Junto con la filiación divina, pasa por el cora­zón del cristiano la filiación mariana: La Virgen es Madre de Dios y Madre nuestra. Por eso, vie­nen bien, para terminar, unas magníficas palabras de Orígenes: «Nos atrevemos a decir que la flor de las Escrituras son los Evangelios; y la flor de los Evangelios, el de san Juan. Pero nadie sa­brá comprender su sentido si no ha reposado en el pecho de Jesús, y recibido de Jesús a María, convertida así en su Madre.
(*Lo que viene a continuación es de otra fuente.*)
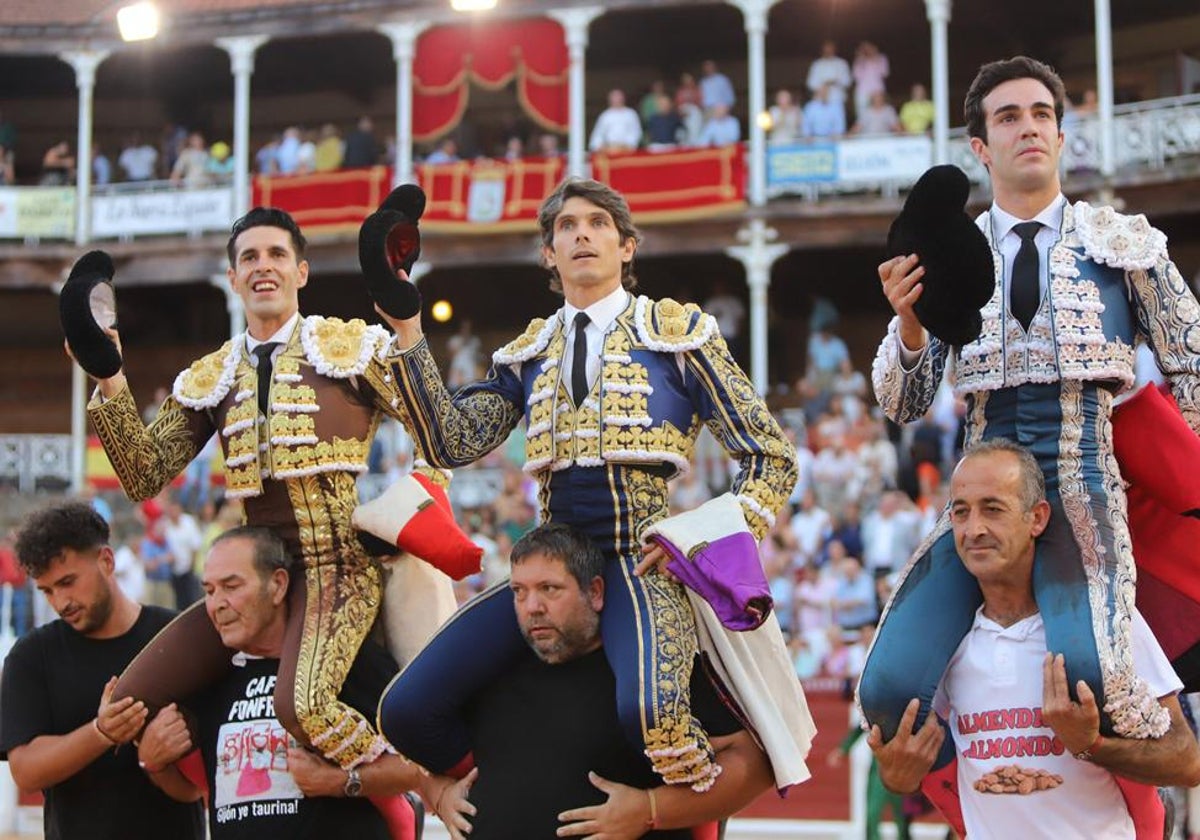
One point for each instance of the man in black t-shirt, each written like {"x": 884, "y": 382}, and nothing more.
{"x": 546, "y": 738}
{"x": 261, "y": 784}
{"x": 59, "y": 729}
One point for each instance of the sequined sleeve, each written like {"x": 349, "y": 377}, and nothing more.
{"x": 147, "y": 459}
{"x": 726, "y": 401}
{"x": 906, "y": 395}
{"x": 1169, "y": 317}
{"x": 455, "y": 430}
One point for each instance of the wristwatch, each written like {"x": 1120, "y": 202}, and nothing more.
{"x": 1089, "y": 754}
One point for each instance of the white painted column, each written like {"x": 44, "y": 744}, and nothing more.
{"x": 757, "y": 256}
{"x": 575, "y": 25}
{"x": 755, "y": 13}
{"x": 241, "y": 49}
{"x": 1104, "y": 87}
{"x": 939, "y": 13}
{"x": 84, "y": 64}
{"x": 233, "y": 304}
{"x": 403, "y": 49}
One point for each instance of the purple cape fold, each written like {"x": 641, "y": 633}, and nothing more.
{"x": 727, "y": 574}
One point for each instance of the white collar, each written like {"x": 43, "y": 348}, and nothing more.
{"x": 281, "y": 335}
{"x": 1021, "y": 629}
{"x": 1051, "y": 216}
{"x": 603, "y": 312}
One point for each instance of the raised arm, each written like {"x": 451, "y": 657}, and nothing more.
{"x": 1169, "y": 316}
{"x": 1174, "y": 759}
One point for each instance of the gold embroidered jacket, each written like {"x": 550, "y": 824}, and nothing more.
{"x": 295, "y": 471}
{"x": 1111, "y": 283}
{"x": 665, "y": 370}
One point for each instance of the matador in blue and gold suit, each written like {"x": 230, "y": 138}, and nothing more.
{"x": 1108, "y": 283}
{"x": 601, "y": 466}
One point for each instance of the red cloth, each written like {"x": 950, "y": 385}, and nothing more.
{"x": 449, "y": 58}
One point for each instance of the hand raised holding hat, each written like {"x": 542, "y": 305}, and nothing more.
{"x": 389, "y": 245}
{"x": 941, "y": 273}
{"x": 88, "y": 312}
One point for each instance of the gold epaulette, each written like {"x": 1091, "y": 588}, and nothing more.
{"x": 527, "y": 345}
{"x": 209, "y": 378}
{"x": 340, "y": 348}
{"x": 671, "y": 327}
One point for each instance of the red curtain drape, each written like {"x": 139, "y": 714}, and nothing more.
{"x": 450, "y": 58}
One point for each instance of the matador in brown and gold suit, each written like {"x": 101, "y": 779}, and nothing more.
{"x": 295, "y": 436}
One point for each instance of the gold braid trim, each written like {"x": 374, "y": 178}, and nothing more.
{"x": 143, "y": 459}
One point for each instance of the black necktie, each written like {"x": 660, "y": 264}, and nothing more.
{"x": 263, "y": 352}
{"x": 580, "y": 359}
{"x": 1026, "y": 293}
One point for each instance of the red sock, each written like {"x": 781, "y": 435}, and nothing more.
{"x": 399, "y": 814}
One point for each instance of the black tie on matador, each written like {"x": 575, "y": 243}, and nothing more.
{"x": 1026, "y": 292}
{"x": 580, "y": 359}
{"x": 263, "y": 352}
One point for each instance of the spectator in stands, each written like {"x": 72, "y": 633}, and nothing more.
{"x": 730, "y": 313}
{"x": 361, "y": 147}
{"x": 877, "y": 118}
{"x": 58, "y": 166}
{"x": 917, "y": 114}
{"x": 171, "y": 144}
{"x": 822, "y": 115}
{"x": 220, "y": 163}
{"x": 445, "y": 153}
{"x": 715, "y": 89}
{"x": 7, "y": 136}
{"x": 889, "y": 534}
{"x": 306, "y": 155}
{"x": 330, "y": 149}
{"x": 287, "y": 156}
{"x": 618, "y": 127}
{"x": 664, "y": 126}
{"x": 786, "y": 119}
{"x": 267, "y": 160}
{"x": 649, "y": 105}
{"x": 547, "y": 144}
{"x": 101, "y": 167}
{"x": 721, "y": 130}
{"x": 829, "y": 70}
{"x": 688, "y": 93}
{"x": 138, "y": 159}
{"x": 870, "y": 72}
{"x": 463, "y": 348}
{"x": 191, "y": 167}
{"x": 811, "y": 526}
{"x": 514, "y": 149}
{"x": 853, "y": 595}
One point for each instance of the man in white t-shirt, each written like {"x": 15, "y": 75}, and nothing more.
{"x": 1030, "y": 760}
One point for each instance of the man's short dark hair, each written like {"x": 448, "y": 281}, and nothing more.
{"x": 269, "y": 555}
{"x": 996, "y": 73}
{"x": 267, "y": 217}
{"x": 581, "y": 556}
{"x": 52, "y": 531}
{"x": 1033, "y": 483}
{"x": 604, "y": 197}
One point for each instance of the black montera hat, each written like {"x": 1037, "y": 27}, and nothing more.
{"x": 959, "y": 273}
{"x": 87, "y": 306}
{"x": 389, "y": 240}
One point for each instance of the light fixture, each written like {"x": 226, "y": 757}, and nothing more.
{"x": 138, "y": 21}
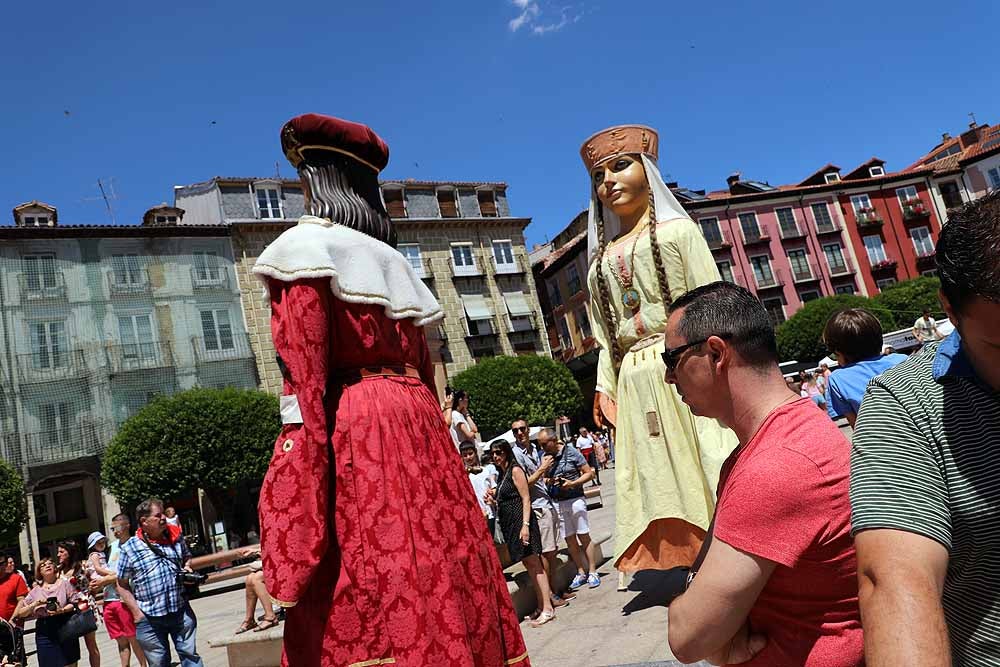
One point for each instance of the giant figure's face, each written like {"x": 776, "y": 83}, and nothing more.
{"x": 621, "y": 185}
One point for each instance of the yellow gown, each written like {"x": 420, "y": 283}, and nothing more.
{"x": 667, "y": 461}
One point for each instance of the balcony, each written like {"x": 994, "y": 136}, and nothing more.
{"x": 759, "y": 235}
{"x": 224, "y": 346}
{"x": 509, "y": 268}
{"x": 42, "y": 287}
{"x": 841, "y": 268}
{"x": 88, "y": 437}
{"x": 465, "y": 270}
{"x": 210, "y": 279}
{"x": 132, "y": 284}
{"x": 804, "y": 274}
{"x": 793, "y": 231}
{"x": 139, "y": 356}
{"x": 915, "y": 209}
{"x": 51, "y": 365}
{"x": 770, "y": 281}
{"x": 868, "y": 217}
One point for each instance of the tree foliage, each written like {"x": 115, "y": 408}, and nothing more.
{"x": 211, "y": 439}
{"x": 800, "y": 337}
{"x": 13, "y": 503}
{"x": 533, "y": 388}
{"x": 907, "y": 300}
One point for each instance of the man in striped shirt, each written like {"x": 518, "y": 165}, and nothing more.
{"x": 925, "y": 485}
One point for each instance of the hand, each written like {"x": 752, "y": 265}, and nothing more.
{"x": 741, "y": 648}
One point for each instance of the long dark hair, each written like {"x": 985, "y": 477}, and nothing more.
{"x": 346, "y": 192}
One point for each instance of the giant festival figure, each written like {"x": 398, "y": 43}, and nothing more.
{"x": 371, "y": 536}
{"x": 646, "y": 251}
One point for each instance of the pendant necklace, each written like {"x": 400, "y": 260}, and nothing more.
{"x": 625, "y": 276}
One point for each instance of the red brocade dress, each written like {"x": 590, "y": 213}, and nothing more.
{"x": 371, "y": 534}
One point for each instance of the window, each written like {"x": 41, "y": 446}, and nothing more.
{"x": 835, "y": 257}
{"x": 822, "y": 214}
{"x": 951, "y": 194}
{"x": 564, "y": 337}
{"x": 786, "y": 222}
{"x": 726, "y": 271}
{"x": 861, "y": 203}
{"x": 136, "y": 333}
{"x": 906, "y": 194}
{"x": 710, "y": 230}
{"x": 582, "y": 322}
{"x": 748, "y": 223}
{"x": 762, "y": 270}
{"x": 447, "y": 203}
{"x": 555, "y": 295}
{"x": 127, "y": 270}
{"x": 875, "y": 249}
{"x": 775, "y": 309}
{"x": 487, "y": 203}
{"x": 206, "y": 266}
{"x": 573, "y": 279}
{"x": 503, "y": 254}
{"x": 48, "y": 345}
{"x": 994, "y": 175}
{"x": 217, "y": 330}
{"x": 395, "y": 203}
{"x": 411, "y": 251}
{"x": 809, "y": 295}
{"x": 800, "y": 264}
{"x": 922, "y": 242}
{"x": 268, "y": 202}
{"x": 39, "y": 271}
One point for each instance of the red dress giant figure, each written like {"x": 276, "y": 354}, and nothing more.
{"x": 371, "y": 535}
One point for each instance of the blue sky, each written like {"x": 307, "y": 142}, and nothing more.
{"x": 158, "y": 94}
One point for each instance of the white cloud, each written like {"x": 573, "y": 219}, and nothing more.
{"x": 541, "y": 21}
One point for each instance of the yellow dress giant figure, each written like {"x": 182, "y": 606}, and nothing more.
{"x": 667, "y": 460}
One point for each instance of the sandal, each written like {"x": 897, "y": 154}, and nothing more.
{"x": 267, "y": 625}
{"x": 543, "y": 618}
{"x": 246, "y": 626}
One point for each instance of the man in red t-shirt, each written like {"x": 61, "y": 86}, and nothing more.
{"x": 12, "y": 587}
{"x": 776, "y": 582}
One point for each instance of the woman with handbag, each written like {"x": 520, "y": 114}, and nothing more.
{"x": 50, "y": 603}
{"x": 71, "y": 569}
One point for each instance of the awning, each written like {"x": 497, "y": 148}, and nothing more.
{"x": 476, "y": 307}
{"x": 517, "y": 305}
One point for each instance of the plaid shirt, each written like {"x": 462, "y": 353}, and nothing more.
{"x": 154, "y": 579}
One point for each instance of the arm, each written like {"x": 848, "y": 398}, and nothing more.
{"x": 900, "y": 581}
{"x": 705, "y": 620}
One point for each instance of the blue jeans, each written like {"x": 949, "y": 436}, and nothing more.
{"x": 152, "y": 633}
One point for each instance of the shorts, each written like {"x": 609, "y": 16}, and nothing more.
{"x": 573, "y": 517}
{"x": 548, "y": 526}
{"x": 118, "y": 620}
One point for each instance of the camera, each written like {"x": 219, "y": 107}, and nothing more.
{"x": 188, "y": 579}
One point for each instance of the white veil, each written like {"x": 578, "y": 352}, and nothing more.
{"x": 667, "y": 208}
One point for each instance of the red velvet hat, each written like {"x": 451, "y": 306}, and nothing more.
{"x": 315, "y": 132}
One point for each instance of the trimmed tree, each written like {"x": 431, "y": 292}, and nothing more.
{"x": 213, "y": 439}
{"x": 533, "y": 388}
{"x": 13, "y": 503}
{"x": 800, "y": 337}
{"x": 907, "y": 300}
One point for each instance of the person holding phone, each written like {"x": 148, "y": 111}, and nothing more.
{"x": 49, "y": 602}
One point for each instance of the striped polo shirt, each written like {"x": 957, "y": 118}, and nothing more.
{"x": 925, "y": 460}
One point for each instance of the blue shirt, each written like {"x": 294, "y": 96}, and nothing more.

»Ahora bien, para ser otro Juan es preciso po­der —como él— ser mostrado por Jesús en calidad de Jesús.

»En efecto, si María no ha tenido otro hijo que Jesús —tal como lo afirman quienes piensan rec­tamente— y Jesús, señalando a Juan no le dice «ahí tienes otro hijo», sino «ahí tienes a tu hijo», esto equivale a decirle: «Ahí tienes a Jesús a quien tú has dado la vida».

»En consecuencia, todo aquel que se ha consu­mado en la entrega, ya no vive él sino Cristo en él, y puesto que en él vive Cristo, de él dice Je­sús a María: "Ahí tienes a tu hijo: Cristo"» (Orígenes). ».